The bottom line is buyers shouldn’t use an indemnification agreement simply because it is “the indemnification agreement.” They should evaluate the agreement they are using, and be willing to modify it so it actually fits the circumstances of the services being supplied. For example, if you are drafting an agreement to cover a staffing firm’s sourced candidates, do not expect to be indemnified if a pre-identified payrolled resource causes a loss. This is a real-life example. The staffing firm in the situation was not involved in vetting the candidate or doing a background check. As such, it should not be held liable for losses committed, even if a background check would have revealed a history of bad acts.

Use Insurance First
A common feature in staffing agreements is the buyer requires the staffing supplier to maintain certain types of insurance, with certain types of carriers, with certain policy limits. Often, the buyer requires the supplier to have the buyer listed as an additional insured. For claims that are insurable, insurance is far preferable to indemnification. In fact, indemnification is very much like having a supplier act as an “insurer” of the buyer. Where the buyer is able to identify appropriate insurance types and amounts, having an “insurer” serve the role of “insurer” is preferable to having a staffing supplier fill that role. Accordingly, buyers should work with their risk management teams to consider insurance they will require of staffing suppliers, and the amounts of coverage and terms of that insurance. If the insurance is adequate for a particular type of claim, buyers may not need indemnification at all — their risk management needs are served by insurance. 

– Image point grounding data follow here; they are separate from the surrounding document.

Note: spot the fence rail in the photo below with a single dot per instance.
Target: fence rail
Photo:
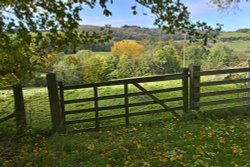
(136, 82)
(189, 90)
(196, 85)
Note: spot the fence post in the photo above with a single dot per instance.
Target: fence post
(63, 126)
(248, 83)
(19, 109)
(194, 87)
(185, 90)
(55, 109)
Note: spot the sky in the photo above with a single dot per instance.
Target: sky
(200, 10)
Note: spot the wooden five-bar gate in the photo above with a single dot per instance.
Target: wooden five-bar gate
(192, 97)
(136, 82)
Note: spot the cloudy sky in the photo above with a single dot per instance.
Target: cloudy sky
(200, 10)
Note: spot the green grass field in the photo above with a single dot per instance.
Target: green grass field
(239, 46)
(232, 34)
(219, 139)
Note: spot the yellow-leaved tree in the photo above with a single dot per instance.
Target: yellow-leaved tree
(128, 54)
(127, 48)
(94, 69)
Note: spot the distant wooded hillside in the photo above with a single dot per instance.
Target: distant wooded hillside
(135, 33)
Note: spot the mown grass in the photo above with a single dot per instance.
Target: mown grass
(232, 34)
(196, 139)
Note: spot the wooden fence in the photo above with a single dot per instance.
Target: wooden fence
(191, 91)
(61, 121)
(196, 85)
(19, 111)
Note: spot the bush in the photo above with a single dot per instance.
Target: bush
(167, 60)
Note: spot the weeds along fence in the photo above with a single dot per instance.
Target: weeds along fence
(19, 110)
(61, 120)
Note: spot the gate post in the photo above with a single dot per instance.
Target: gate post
(194, 87)
(19, 109)
(248, 83)
(185, 89)
(54, 101)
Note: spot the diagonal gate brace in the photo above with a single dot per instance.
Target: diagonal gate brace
(156, 100)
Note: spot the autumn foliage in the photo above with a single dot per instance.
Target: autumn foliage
(128, 49)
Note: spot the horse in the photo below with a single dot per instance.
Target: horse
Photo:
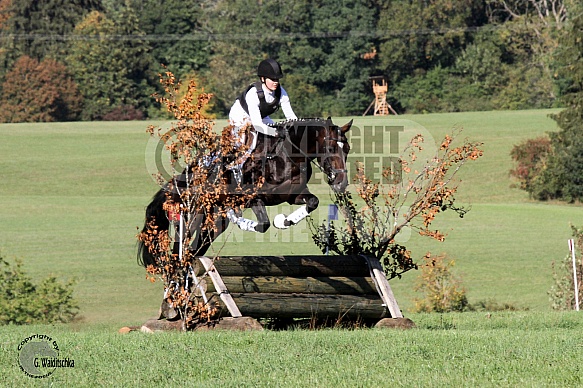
(283, 164)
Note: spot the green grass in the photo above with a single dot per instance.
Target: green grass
(72, 196)
(465, 350)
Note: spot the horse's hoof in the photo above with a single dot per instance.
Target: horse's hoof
(280, 222)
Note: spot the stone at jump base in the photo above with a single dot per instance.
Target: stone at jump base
(228, 323)
(395, 323)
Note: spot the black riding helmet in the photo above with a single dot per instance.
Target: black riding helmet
(269, 68)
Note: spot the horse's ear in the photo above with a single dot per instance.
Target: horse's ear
(346, 127)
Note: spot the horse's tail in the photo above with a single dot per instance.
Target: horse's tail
(155, 216)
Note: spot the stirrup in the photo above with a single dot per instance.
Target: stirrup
(237, 173)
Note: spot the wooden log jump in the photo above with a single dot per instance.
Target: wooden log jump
(329, 287)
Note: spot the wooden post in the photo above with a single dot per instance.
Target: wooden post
(220, 286)
(383, 287)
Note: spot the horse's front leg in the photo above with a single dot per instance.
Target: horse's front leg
(310, 202)
(262, 223)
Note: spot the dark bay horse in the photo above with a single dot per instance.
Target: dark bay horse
(284, 165)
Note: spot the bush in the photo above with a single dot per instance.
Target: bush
(443, 292)
(23, 302)
(39, 92)
(530, 157)
(124, 113)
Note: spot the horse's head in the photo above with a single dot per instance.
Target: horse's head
(332, 152)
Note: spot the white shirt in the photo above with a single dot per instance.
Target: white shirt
(240, 118)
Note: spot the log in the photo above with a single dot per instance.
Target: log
(227, 323)
(338, 307)
(303, 285)
(293, 266)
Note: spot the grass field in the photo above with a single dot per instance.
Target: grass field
(73, 194)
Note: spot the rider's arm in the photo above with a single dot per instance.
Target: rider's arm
(253, 106)
(286, 106)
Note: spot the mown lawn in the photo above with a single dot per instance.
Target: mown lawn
(465, 350)
(73, 195)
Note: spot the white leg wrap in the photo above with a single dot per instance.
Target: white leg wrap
(232, 216)
(298, 215)
(247, 225)
(279, 221)
(242, 223)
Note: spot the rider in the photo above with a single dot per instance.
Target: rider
(254, 106)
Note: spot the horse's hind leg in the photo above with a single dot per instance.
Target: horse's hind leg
(258, 207)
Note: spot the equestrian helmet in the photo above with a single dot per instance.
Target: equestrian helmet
(269, 68)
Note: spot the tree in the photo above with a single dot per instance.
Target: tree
(41, 27)
(414, 189)
(39, 92)
(111, 64)
(176, 33)
(418, 35)
(320, 43)
(562, 176)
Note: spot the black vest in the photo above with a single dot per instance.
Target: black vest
(265, 108)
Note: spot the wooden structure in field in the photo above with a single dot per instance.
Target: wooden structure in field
(328, 287)
(381, 106)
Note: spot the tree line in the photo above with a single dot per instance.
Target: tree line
(63, 60)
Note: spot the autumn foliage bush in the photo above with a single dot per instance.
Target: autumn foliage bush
(412, 193)
(36, 91)
(23, 302)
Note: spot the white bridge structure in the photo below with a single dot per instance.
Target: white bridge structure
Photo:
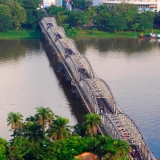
(94, 92)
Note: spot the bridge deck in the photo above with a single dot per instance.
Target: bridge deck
(95, 93)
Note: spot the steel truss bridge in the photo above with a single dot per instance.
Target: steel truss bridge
(94, 92)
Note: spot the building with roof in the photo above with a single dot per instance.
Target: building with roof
(143, 5)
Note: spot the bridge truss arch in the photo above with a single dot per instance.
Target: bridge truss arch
(79, 66)
(110, 127)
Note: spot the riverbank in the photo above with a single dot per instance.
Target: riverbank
(71, 33)
(22, 34)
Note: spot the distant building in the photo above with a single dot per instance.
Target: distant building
(48, 3)
(143, 5)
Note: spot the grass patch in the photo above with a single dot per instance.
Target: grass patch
(22, 34)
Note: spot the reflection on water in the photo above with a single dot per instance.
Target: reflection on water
(129, 46)
(131, 67)
(27, 81)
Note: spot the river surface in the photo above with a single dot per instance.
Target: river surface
(131, 67)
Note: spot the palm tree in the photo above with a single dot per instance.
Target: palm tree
(44, 116)
(15, 120)
(59, 129)
(79, 129)
(91, 122)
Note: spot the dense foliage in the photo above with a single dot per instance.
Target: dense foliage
(121, 17)
(19, 13)
(48, 136)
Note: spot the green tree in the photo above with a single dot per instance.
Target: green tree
(18, 14)
(80, 4)
(44, 116)
(122, 148)
(59, 129)
(4, 10)
(19, 148)
(157, 20)
(33, 132)
(80, 130)
(91, 122)
(15, 120)
(5, 23)
(31, 4)
(144, 20)
(117, 23)
(124, 8)
(32, 18)
(3, 148)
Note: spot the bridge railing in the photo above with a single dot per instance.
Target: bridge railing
(110, 127)
(142, 145)
(107, 122)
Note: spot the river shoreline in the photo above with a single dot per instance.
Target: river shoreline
(71, 33)
(22, 34)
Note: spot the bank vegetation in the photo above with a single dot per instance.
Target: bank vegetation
(46, 136)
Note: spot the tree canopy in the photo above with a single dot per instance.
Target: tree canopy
(33, 141)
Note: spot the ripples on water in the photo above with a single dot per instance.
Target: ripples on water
(131, 67)
(27, 81)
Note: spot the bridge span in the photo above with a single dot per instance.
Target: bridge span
(95, 92)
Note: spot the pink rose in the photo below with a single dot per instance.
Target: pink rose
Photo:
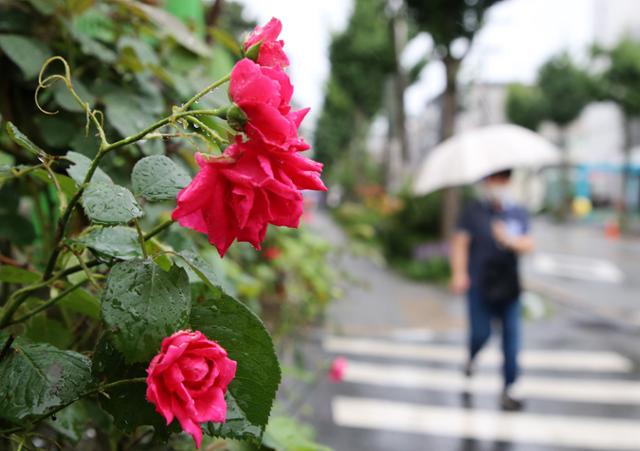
(337, 369)
(271, 53)
(237, 195)
(188, 379)
(264, 95)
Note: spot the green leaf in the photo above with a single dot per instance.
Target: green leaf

Beware the “Sign Anything” Supplier
While it is a good idea for buyers to be willing to discuss indemnification agreements with suppliers, and tailor them to fit the particular circumstances of the engagement, buyers should be wary of suppliers that are willing to sign whatever agreement is presented to them. In some cases, these suppliers may be desperate for business, and may be willing to undertake unwise business risks simply to “buy” business. If they signed one potentially damaging indemnification clause, their fiscal exposure as a supplier can be assumed to be magnified as they most likely signed many others. These suppliers may present more risk for buyers than the suppliers that negotiated indemnification terms carefully. If there is an indemnified claim, the buyer, although indemnified, is still a defendant in a lawsuit — indemnification only means the indemnifying party will assume fiscal liability for the other, not take the other’s place in court. This will subject the buying company to all of the brand damage issues associated with litigation which could translate to lost sales as well as potential stock devaluation. Also, and most often missed, there is a risk the indemnifying party might not be able to pay a resulting judgment. Thus, the buyer may have a signed indemnification agreement, with limited or no actual indemnification underlying it — the old “not worth the paper it’s printed on” deal.

Conclusion
The concept of indemnification is about fairness. Indemnification agreements always have been and always will be an important tool for buyers of staffing services. However, buyers should be fair. They should limit indemnification duties to risks the supplier can actually control; use insurance, instead of indemnification, where appropriate; and scrupulously be wary of suppliers that are willing to sign any indemnification agreement put before them. Following these simple rules can help buyers obtain fair and enforceable agreements, at the same time avoiding desperate suppliers.